Ce sommet sous tension est aussi marqué par la fragilité inédite de la chancelière allemande Angela Merkel, dont l'autorité est défiée sur la question migratoire. Son ministre de l'Intérieur menace de refouler aux frontières les migrants déjà enregistrés ailleurs, de manière unilatérale, faute de mesures européennes contre les déplacements de migrants dans l'UE.


«L'Europe a beaucoup de défis mais celui lié à la question migratoire pourrait décider du destin de l'Union européenne», a prévenu jeudi Mme Merkel, appelant à des solutions «multilatérales» et non «unilatérales».


Le président français Emmanuel Macron est allé dans le même sens, écartant les «solutions nationales» à la question migratoire. «Je défendrai des solutions européennes de coopération dans l'UE», a-t-il plaidé à son arrivée à Bruxelles.


Débat «enflammé»


«Le débat sur les migrations s'enflamme de plus en plus», s'est pour sa part inquiété le président du Conseil européen, Donald Tusk, craignant que l'absence de solution européenne fournisse «un nombre croissant d'arguments» à des mouvements populistes, et ce alors même que les arrivées sur les côtes européennes ont chuté de manière spectaculaire comparé au pic enregistré à l'automne 2015.


Le sommet devait initialement permettre de débloquer la réforme du régime d'asile européen, enlisée depuis deux ans. Mais cet objectif a été abandonné, les divergences étant trop fortes sur la réforme du Règlement de Dublin, qui confie aux pays de première entrée dans l'UE la responsabilité des demandes d'asile.


La Commission propose de déroger à ce principe ponctuellement en période de crise, avec une répartition des demandeurs d'asile dans l'UE depuis leur lieu d'arrivée.

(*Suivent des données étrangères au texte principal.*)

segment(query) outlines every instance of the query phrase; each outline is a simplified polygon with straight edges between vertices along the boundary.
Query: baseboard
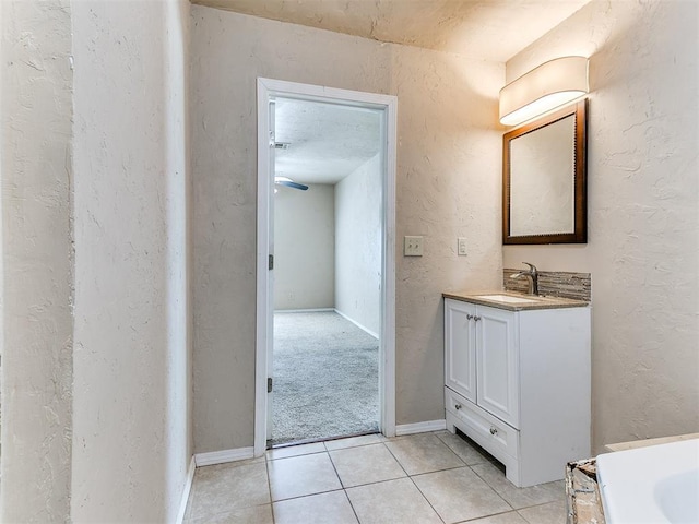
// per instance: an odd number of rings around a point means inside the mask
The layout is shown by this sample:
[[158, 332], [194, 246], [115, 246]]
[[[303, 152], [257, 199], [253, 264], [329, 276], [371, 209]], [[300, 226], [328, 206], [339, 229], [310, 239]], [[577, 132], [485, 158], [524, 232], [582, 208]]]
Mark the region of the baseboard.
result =
[[351, 319], [350, 317], [347, 317], [345, 313], [343, 313], [342, 311], [335, 309], [333, 310], [335, 311], [335, 313], [337, 313], [340, 317], [342, 317], [345, 320], [348, 320], [350, 322], [352, 322], [354, 325], [356, 325], [357, 327], [359, 327], [362, 331], [364, 331], [365, 333], [367, 333], [368, 335], [371, 335], [372, 337], [375, 337], [377, 341], [379, 340], [379, 335], [377, 335], [376, 333], [374, 333], [371, 330], [369, 330], [368, 327], [365, 327], [364, 325], [362, 325], [359, 322], [357, 322], [354, 319]]
[[403, 434], [414, 434], [414, 433], [427, 433], [429, 431], [441, 431], [442, 429], [447, 429], [447, 420], [427, 420], [425, 422], [415, 422], [415, 424], [402, 424], [400, 426], [395, 426], [395, 436], [401, 437]]
[[191, 461], [189, 461], [189, 468], [187, 469], [187, 480], [185, 481], [185, 489], [182, 490], [182, 500], [179, 503], [179, 511], [177, 512], [177, 524], [182, 524], [185, 522], [185, 512], [187, 511], [187, 501], [189, 500], [189, 493], [192, 490], [192, 481], [194, 480], [194, 471], [197, 469], [197, 464], [194, 462], [194, 455], [192, 455]]
[[210, 451], [208, 453], [197, 453], [194, 462], [197, 466], [212, 466], [214, 464], [225, 464], [226, 462], [245, 461], [254, 457], [254, 448], [238, 448], [235, 450]]

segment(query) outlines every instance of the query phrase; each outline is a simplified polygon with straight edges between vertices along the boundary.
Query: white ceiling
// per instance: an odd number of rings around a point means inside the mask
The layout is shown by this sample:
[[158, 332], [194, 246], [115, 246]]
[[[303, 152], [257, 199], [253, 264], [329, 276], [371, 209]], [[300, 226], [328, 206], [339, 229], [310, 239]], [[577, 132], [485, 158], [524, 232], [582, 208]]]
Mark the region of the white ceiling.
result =
[[[506, 62], [590, 0], [192, 0], [380, 41]], [[277, 100], [276, 174], [336, 183], [379, 146], [379, 114]]]
[[277, 98], [275, 174], [303, 183], [336, 183], [380, 148], [381, 114], [372, 109]]
[[192, 0], [264, 19], [506, 62], [590, 0]]

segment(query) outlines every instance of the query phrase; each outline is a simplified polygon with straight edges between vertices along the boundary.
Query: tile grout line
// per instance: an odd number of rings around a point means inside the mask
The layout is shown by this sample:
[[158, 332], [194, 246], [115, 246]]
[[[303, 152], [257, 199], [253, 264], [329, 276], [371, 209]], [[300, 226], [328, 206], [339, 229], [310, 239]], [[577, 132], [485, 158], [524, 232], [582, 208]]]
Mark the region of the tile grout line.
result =
[[[323, 445], [325, 445], [323, 443]], [[355, 448], [362, 448], [360, 445], [355, 446]], [[350, 450], [352, 448], [343, 448], [345, 450]], [[330, 454], [330, 450], [328, 450], [328, 446], [325, 445], [325, 453], [328, 453], [328, 458], [330, 458], [330, 463], [332, 464], [333, 469], [335, 471], [335, 475], [337, 475], [337, 480], [340, 480], [340, 486], [342, 486], [342, 492], [345, 496], [345, 499], [347, 499], [347, 502], [350, 503], [350, 508], [352, 508], [352, 513], [354, 514], [354, 517], [357, 520], [358, 524], [362, 524], [362, 522], [359, 521], [359, 515], [357, 514], [357, 510], [354, 508], [354, 504], [352, 503], [352, 499], [350, 498], [350, 495], [347, 493], [347, 488], [345, 487], [345, 483], [342, 481], [342, 477], [340, 476], [340, 472], [337, 471], [337, 466], [335, 466], [335, 461], [332, 460], [332, 455]], [[339, 451], [339, 450], [334, 450], [334, 451]]]

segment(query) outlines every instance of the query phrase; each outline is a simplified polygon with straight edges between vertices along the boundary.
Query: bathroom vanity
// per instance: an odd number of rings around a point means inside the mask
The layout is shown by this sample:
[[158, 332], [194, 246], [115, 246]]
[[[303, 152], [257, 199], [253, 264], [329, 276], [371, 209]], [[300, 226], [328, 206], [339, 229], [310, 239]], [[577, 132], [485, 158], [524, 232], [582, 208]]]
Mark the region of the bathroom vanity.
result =
[[518, 487], [590, 456], [590, 306], [512, 293], [445, 293], [447, 429]]

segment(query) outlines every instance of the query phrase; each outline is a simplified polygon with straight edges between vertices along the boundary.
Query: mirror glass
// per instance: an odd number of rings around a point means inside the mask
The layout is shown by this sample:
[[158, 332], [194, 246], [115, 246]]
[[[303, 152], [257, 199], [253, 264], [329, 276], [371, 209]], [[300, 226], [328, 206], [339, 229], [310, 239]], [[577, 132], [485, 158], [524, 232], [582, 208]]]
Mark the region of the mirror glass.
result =
[[503, 243], [584, 243], [585, 103], [503, 138]]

Mais des pays comme la Hongrie et la Pologne, soutenus par l'Autriche, s'y opposent frontalement.


L'Italie demande au contraire un système permanent de répartition, et l'abandon pur et simple du principe de la responsabilité du pays d'arrivée.

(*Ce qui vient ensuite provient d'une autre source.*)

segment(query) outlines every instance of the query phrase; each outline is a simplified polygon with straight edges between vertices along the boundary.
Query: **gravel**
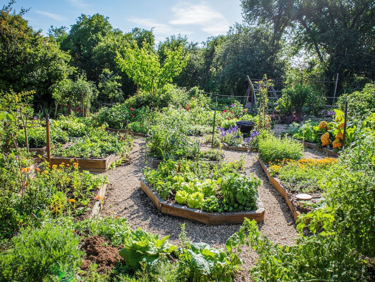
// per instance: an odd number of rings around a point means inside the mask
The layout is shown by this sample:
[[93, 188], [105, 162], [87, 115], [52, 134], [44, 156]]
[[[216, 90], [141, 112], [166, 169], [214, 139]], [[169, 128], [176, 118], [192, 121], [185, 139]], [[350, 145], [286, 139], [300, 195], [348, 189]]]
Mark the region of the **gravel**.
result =
[[[104, 199], [102, 214], [117, 213], [125, 218], [131, 228], [141, 227], [147, 232], [170, 235], [171, 243], [178, 243], [180, 224], [185, 224], [188, 238], [193, 242], [204, 242], [216, 247], [225, 247], [226, 239], [237, 231], [240, 224], [208, 226], [189, 221], [162, 215], [140, 188], [140, 178], [145, 166], [144, 140], [136, 138], [130, 158], [124, 165], [108, 171], [109, 184]], [[244, 157], [248, 173], [253, 174], [262, 181], [258, 191], [266, 209], [264, 220], [258, 224], [262, 233], [275, 243], [291, 245], [294, 243], [298, 233], [292, 214], [285, 200], [268, 183], [260, 165], [256, 153], [225, 150], [226, 159], [239, 160]], [[311, 149], [305, 150], [306, 158], [321, 158], [324, 154]], [[147, 166], [152, 167], [152, 160], [148, 157]], [[256, 254], [248, 247], [243, 248], [241, 257], [243, 270], [237, 280], [250, 281], [249, 270], [256, 261]]]

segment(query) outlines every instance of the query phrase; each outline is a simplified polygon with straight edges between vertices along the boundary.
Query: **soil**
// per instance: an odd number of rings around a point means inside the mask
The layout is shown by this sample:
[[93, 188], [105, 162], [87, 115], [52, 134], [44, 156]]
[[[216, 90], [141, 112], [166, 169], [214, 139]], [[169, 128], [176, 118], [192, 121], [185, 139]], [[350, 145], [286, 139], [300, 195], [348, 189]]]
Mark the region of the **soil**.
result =
[[98, 235], [86, 239], [81, 249], [86, 253], [86, 258], [82, 262], [81, 268], [87, 270], [90, 264], [98, 264], [98, 271], [106, 272], [111, 271], [119, 260], [123, 260], [118, 251], [121, 248], [111, 246], [106, 239]]

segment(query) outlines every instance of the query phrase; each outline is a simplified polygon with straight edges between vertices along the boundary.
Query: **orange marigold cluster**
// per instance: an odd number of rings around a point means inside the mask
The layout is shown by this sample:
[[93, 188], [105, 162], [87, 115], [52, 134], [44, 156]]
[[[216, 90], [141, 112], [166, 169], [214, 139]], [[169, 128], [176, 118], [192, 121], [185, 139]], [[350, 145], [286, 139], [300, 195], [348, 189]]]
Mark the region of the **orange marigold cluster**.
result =
[[330, 145], [329, 137], [330, 135], [328, 132], [326, 132], [322, 135], [322, 137], [320, 137], [320, 140], [322, 142], [322, 146], [327, 146]]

«Ce qui est arrivé avec L'Aquarius est intéressant», a fait valoir une source gouvernementale italienne en référence à ce navire avec 630 migrants à son bord, à qui l'Italie et Malte avaient refusé l'accostage début juin. «A son arrivée en Espagne, il y a eu un partage entre pays européens» de l'accueil des passagers, a observé cette source.


Le Lifeline, un autre bateau humanitaire que Rome refusait d'accueillir, a lui pu accoster mercredi à La Valette après des jours d'incertitude.

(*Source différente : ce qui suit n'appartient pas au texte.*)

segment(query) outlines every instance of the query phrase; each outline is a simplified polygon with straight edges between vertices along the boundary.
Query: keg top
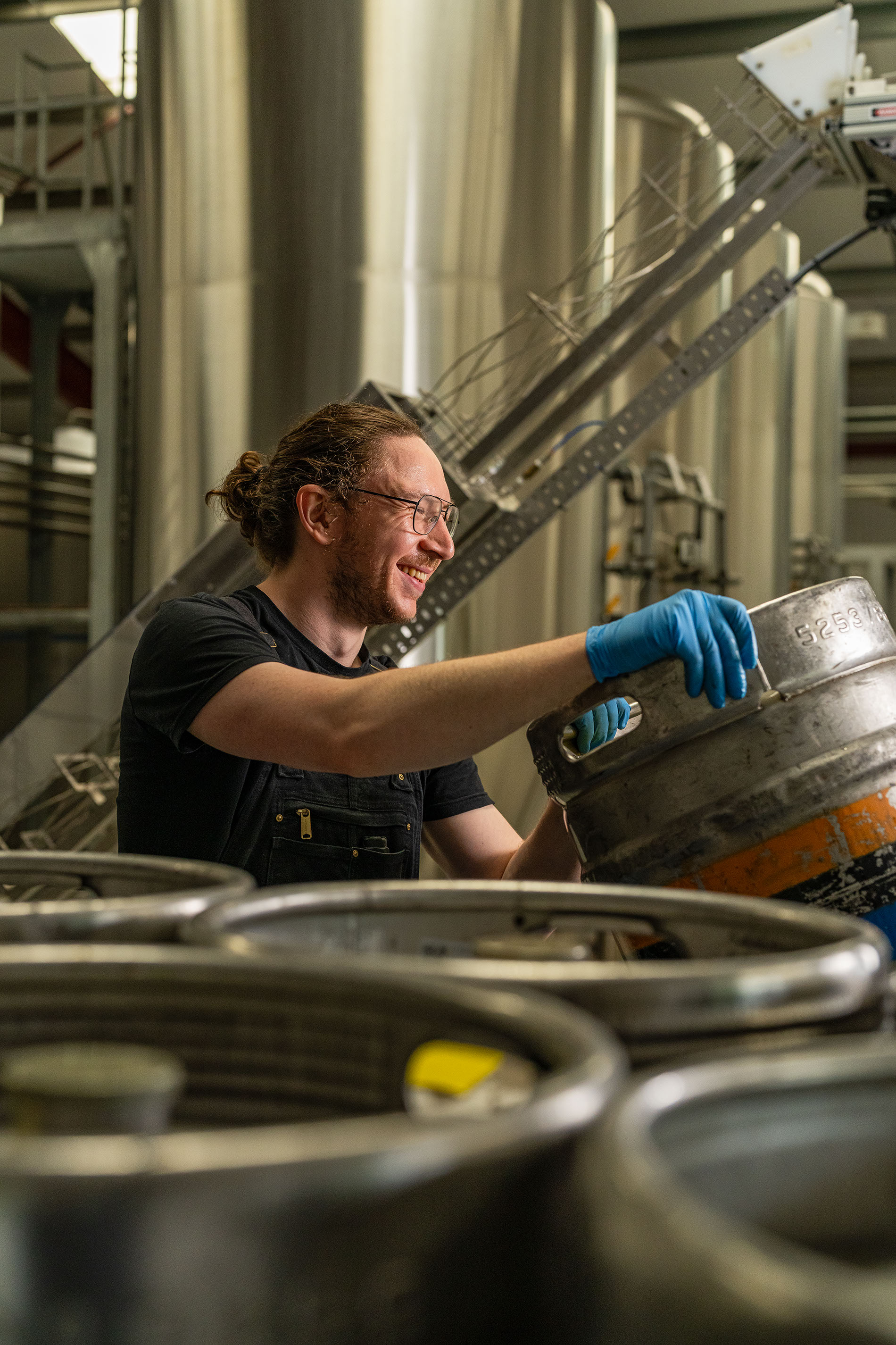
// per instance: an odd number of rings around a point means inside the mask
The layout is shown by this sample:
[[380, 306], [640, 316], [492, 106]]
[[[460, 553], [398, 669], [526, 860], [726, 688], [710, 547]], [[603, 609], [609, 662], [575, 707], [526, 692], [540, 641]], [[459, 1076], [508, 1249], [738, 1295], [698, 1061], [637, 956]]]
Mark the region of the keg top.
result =
[[[597, 781], [667, 752], [700, 734], [757, 714], [771, 699], [787, 699], [884, 659], [896, 658], [896, 635], [864, 578], [831, 580], [786, 593], [751, 611], [759, 667], [747, 671], [747, 694], [714, 710], [692, 698], [678, 659], [595, 683], [568, 705], [529, 725], [527, 737], [548, 792], [568, 804]], [[616, 695], [636, 701], [634, 732], [580, 756], [564, 742], [572, 721]]]
[[213, 901], [239, 898], [254, 878], [225, 863], [144, 854], [0, 850], [0, 944], [171, 939]]
[[811, 1311], [825, 1340], [896, 1341], [895, 1134], [892, 1036], [829, 1037], [634, 1083], [585, 1181], [596, 1209], [609, 1184], [708, 1302], [733, 1294], [764, 1322], [774, 1284], [794, 1329]]
[[110, 1041], [52, 1042], [11, 1050], [0, 1087], [48, 1098], [122, 1098], [180, 1088], [184, 1068], [168, 1050]]
[[868, 580], [786, 593], [749, 613], [770, 686], [783, 694], [896, 658], [896, 635]]
[[[414, 982], [357, 959], [261, 966], [203, 948], [0, 946], [0, 1049], [13, 1076], [12, 1053], [35, 1038], [170, 1052], [186, 1085], [167, 1134], [0, 1130], [0, 1173], [301, 1165], [309, 1190], [379, 1189], [556, 1143], [596, 1119], [626, 1068], [587, 1014], [513, 989]], [[408, 1063], [433, 1041], [529, 1061], [527, 1100], [482, 1119], [417, 1119], [405, 1110]], [[32, 1067], [26, 1057], [17, 1071], [20, 1096]]]
[[[626, 935], [670, 940], [682, 955], [514, 956], [515, 936], [546, 928], [580, 935], [562, 940], [564, 952], [596, 935]], [[268, 888], [211, 908], [182, 936], [250, 956], [354, 954], [405, 975], [548, 990], [585, 1005], [630, 1042], [839, 1018], [879, 1003], [889, 970], [889, 944], [866, 921], [786, 901], [608, 884]]]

«Si le droit est respecté»


Face aux divisions qui persistent sur la dimension interne de la politique migratoire, Donald Tusk proposera jeudi soir aux dirigeants des pays de l'UE de se concentrer sur un objectif consensuel: la poursuite de la lutte contre les arrivées irrégulières.


Il mettra ainsi sur la table une proposition nouvelle: la création de «plateformes de débarquement hors de l'Europe» pour les migrants secourus en mer, qui «mettrait fin au modèle économique des passeurs».


Débarquer les migrants hors de l'UE épargnerait aux Européens de se quereller pour la prise en charge de navires. Mais les contours du projet restent encore très flous, et il suscite de nombreuses questions sur sa compatibilité avec le droit international.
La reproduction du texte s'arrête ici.